When extrapolated out, that number translates to 13.7 assists per 36 minutes, an extremely good average for a player of so young an age. Court vision is one of the most important traits in a point guard, but it is also one of the last to mature. In that respect, Carson already seems to be well ahead of his peers.

"He's a talented point guard that carries a certain amount of expectations," Arizona State head coach Herb Sendek said to ESPN.com. "Although we expect really good things, we take it one day at a time. He'll have a role to play and be a part of our team."

Despite the coach's even-handedness, make no mistake about it, the goal is for Carson to transform next year's version of the Arizona State basketball program into a entirely different beast from the one that ranked at the bottom of the Pac-10 in ‘10-‘11. With Sendek's lauded incoming freshman class -- which also includes fellow blue-chipper Hersey Hawkins -- in addition to burgeoning star Trent Lockett, the Sun Devils will finally have the tools to flip their traditionally slow and measured offense onto its head.

"He basically said teams think that we're a slowdown program, and there's times when he hadn't really had a point guard that felt comfortable pushing the tempo," Carson excitedly explained. "He wants to put the ball in my hands, and he just wants to push the basketball so we can change to an up-tempo type of game."
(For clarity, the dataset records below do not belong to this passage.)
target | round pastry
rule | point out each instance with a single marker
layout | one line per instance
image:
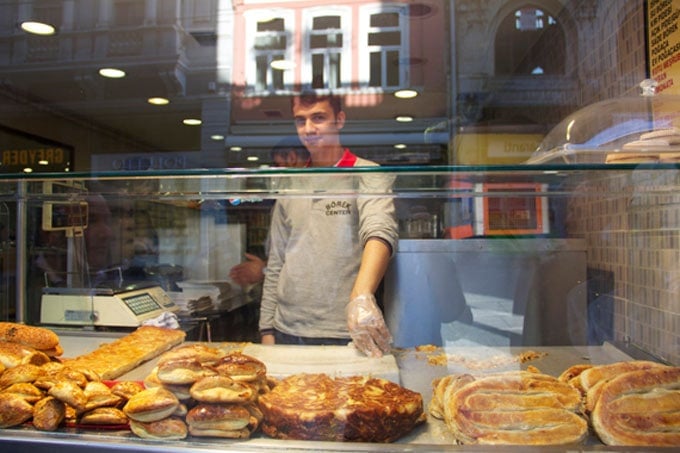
(126, 389)
(27, 391)
(14, 410)
(203, 353)
(240, 367)
(222, 389)
(151, 404)
(516, 408)
(640, 408)
(20, 373)
(170, 428)
(182, 371)
(48, 413)
(356, 408)
(103, 416)
(221, 420)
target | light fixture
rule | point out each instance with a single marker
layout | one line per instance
(112, 73)
(282, 65)
(38, 28)
(405, 94)
(158, 101)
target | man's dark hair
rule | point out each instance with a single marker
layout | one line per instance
(307, 98)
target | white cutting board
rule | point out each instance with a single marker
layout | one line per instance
(284, 360)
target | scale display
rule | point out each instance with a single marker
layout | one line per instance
(104, 307)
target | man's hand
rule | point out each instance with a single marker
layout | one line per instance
(367, 326)
(249, 272)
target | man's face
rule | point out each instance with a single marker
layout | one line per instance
(317, 125)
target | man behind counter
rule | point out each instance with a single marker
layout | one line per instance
(328, 255)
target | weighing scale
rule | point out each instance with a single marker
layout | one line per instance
(124, 305)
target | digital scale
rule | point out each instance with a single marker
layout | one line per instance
(127, 305)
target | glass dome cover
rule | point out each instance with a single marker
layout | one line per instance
(643, 128)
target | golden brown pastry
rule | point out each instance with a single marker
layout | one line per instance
(14, 410)
(26, 390)
(221, 420)
(203, 353)
(103, 416)
(126, 389)
(48, 414)
(640, 408)
(516, 408)
(151, 404)
(354, 408)
(240, 367)
(34, 337)
(114, 359)
(69, 393)
(593, 375)
(99, 395)
(222, 389)
(20, 373)
(170, 428)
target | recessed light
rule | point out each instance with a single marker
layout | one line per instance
(112, 73)
(158, 101)
(38, 28)
(282, 65)
(405, 94)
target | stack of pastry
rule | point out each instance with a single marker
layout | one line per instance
(20, 343)
(635, 403)
(218, 390)
(513, 408)
(53, 394)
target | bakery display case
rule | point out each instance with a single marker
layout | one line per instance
(576, 295)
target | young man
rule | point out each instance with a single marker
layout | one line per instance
(328, 254)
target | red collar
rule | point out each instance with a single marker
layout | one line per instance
(347, 160)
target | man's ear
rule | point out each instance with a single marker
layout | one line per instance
(340, 119)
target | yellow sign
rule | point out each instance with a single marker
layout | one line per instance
(664, 44)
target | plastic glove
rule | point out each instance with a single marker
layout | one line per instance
(367, 326)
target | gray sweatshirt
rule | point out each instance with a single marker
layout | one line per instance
(316, 244)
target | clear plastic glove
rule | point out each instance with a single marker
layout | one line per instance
(367, 326)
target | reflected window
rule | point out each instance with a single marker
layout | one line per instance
(530, 42)
(385, 35)
(327, 58)
(269, 41)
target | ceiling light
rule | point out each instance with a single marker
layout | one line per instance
(111, 73)
(405, 94)
(38, 28)
(282, 65)
(158, 101)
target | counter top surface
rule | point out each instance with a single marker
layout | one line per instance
(416, 368)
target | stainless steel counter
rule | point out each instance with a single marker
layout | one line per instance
(416, 370)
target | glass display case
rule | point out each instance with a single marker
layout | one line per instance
(596, 285)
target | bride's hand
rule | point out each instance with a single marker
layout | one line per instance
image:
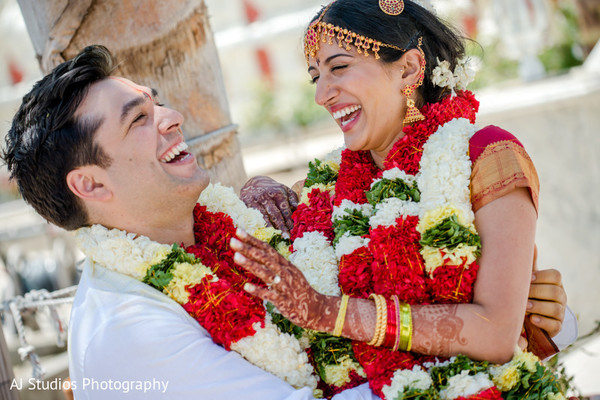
(287, 288)
(275, 201)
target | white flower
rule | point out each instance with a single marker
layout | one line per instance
(340, 212)
(405, 379)
(314, 256)
(396, 174)
(445, 169)
(219, 198)
(120, 251)
(465, 385)
(277, 353)
(463, 74)
(348, 244)
(442, 75)
(334, 156)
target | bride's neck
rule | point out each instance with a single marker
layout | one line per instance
(379, 157)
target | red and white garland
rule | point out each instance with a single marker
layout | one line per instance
(209, 287)
(371, 222)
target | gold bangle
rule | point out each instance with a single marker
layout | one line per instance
(398, 324)
(383, 326)
(380, 325)
(406, 328)
(339, 322)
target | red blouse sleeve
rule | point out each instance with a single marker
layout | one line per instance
(500, 164)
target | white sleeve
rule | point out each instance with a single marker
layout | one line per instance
(145, 343)
(568, 331)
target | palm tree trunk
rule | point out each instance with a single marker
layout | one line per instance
(163, 44)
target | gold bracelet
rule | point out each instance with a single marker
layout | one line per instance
(380, 325)
(339, 322)
(398, 324)
(406, 328)
(383, 326)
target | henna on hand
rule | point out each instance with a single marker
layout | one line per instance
(436, 329)
(274, 200)
(292, 294)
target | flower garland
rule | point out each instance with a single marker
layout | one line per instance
(406, 230)
(204, 279)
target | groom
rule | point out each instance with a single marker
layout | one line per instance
(89, 148)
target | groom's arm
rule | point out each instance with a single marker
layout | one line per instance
(149, 342)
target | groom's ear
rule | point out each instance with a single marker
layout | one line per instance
(86, 183)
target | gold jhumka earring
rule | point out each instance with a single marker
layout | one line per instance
(412, 112)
Last year the Sun Devils averaged an abysmal 64 points a game, good for last in the Pac-10 and 292nd in the nation. But it only takes a single player to turn around the fortunes of a college basketball program, a fact that Sendek is very aware of after watching the fervor that coated the university during James Harden's tenure from 2007-2009.

"He is a very self-confident, charismatic young man who possesses some real leadership abilities," Sendek said. "We look forward to taking advantage of his strengths."

The hope is that those strengths can translate to Sendek's second NCAA tournament appearance since being brought on in 2006. Even still, as a lifelong Arizona native, Carson has bigger plans.

"People from out of state say U of A," says Carson, well aware of the stigma despised by the Sun Devil faithful. "They don't really say Arizona State."

"I just want to change that." He pauses, measuring the weight of the words in his head before forcefully declaring, "I think we can definitely change that."